The aim is to help boost spending and to restore confidence. However, at the moment, other things are suppressing consumer demand apart from just spending power, such as the restrictions in supply and people’s concerns about going out and about given the ongoing public health risks. At a time when many businesses are going through significant uncertainty, there is also a question about how much they will pass on such a cut to consumers.
This being said, the measure is likely to boost the sector, but how successful it will be will depend upon how consumers react and whether or not the virus is contained (or otherwise) over the summer.
The Chancellor also announced a scheme called “Eat out to help out”. During August, meals eaten out at participating restaurants will have 50% off up to £10 per head. This eye-catching policy is designed, like the VAT cut, to encourage spending in restaurants. But the constraints on supply and shaky consumer confidence remain a concern here too.
The package of support announced today builds upon an unprecedented level of support from the state for the wider economy during this crisis. Borrowing this year will rise further still to unprecedented levels in peactime.
It signals what the UK Government hope is the start of the recovery stage of this recession. But there is some way to go before we are through the emergency and we can be confident of supporting employment through a re-opening of the economy.
Is it enough?
Many will no doubt call for more to be done, and in this regard today’s announcements arguably fall short of what some other countries are putting in place. But we should be careful of making too much out of simple comparisons with measures in other countries, particularly as many are spread over a number of years and are designed for economies and public sectors that are quite different from the UK.

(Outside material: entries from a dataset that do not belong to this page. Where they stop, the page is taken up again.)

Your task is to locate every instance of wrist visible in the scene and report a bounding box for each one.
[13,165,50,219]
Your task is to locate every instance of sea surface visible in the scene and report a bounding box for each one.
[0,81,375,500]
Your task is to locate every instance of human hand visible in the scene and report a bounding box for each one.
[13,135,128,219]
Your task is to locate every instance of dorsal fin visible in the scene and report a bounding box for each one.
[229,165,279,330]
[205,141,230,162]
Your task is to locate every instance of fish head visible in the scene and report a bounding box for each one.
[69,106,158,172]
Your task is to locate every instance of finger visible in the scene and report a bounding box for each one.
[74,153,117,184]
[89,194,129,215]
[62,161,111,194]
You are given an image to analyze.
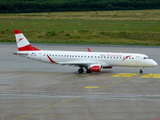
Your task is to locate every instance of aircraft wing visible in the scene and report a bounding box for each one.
[13,52,28,55]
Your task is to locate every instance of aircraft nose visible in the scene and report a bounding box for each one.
[152,60,158,66]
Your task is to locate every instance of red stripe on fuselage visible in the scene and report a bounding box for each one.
[47,55,56,63]
[18,44,39,51]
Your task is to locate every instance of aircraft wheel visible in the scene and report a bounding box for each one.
[78,69,84,73]
[139,68,143,74]
[86,70,91,73]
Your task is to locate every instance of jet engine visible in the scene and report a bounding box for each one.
[89,64,102,72]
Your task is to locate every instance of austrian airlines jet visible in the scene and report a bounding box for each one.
[14,30,158,73]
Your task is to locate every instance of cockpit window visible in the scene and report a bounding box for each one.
[143,57,151,59]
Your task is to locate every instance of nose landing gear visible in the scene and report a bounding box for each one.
[139,67,144,74]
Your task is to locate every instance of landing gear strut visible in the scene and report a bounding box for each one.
[78,68,84,73]
[139,67,144,74]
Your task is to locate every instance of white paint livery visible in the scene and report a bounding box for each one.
[14,30,158,73]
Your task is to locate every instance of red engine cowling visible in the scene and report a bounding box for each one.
[89,64,102,72]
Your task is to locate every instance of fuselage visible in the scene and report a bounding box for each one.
[19,50,157,68]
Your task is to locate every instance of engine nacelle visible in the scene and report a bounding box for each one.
[89,64,102,72]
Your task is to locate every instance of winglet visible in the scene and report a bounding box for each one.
[14,30,39,51]
[87,47,92,52]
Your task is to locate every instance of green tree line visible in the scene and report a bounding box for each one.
[0,0,160,13]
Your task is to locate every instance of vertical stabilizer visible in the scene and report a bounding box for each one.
[14,30,39,51]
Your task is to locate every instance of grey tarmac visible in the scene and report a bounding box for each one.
[0,43,160,120]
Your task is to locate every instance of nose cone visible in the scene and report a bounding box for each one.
[151,60,158,66]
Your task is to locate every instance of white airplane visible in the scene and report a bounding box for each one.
[14,30,158,73]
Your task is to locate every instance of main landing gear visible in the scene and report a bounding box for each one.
[78,67,91,73]
[78,68,84,73]
[139,67,144,74]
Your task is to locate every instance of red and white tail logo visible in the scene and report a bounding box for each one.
[14,30,39,51]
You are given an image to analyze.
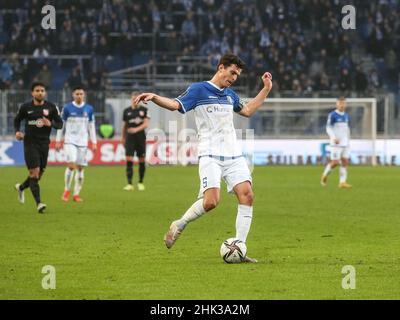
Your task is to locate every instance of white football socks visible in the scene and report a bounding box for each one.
[64,167,74,191]
[236,204,253,242]
[74,170,83,196]
[323,163,332,177]
[339,167,347,183]
[178,199,206,229]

In any other time, the measures today would be seen as a major package of support, coming on the back of unprecedented emergency support during the lockdown. Most of them are also designed to impact now, with delivery being a key priority. The Chancellor may also be holding some firepower in reserve to see how the recovery takes shape over the next few months. So, time will tell if it is enough, but don’t rule out the Chancellor being back at the dispatch box announcing further stimulus measures in an autumn Budget.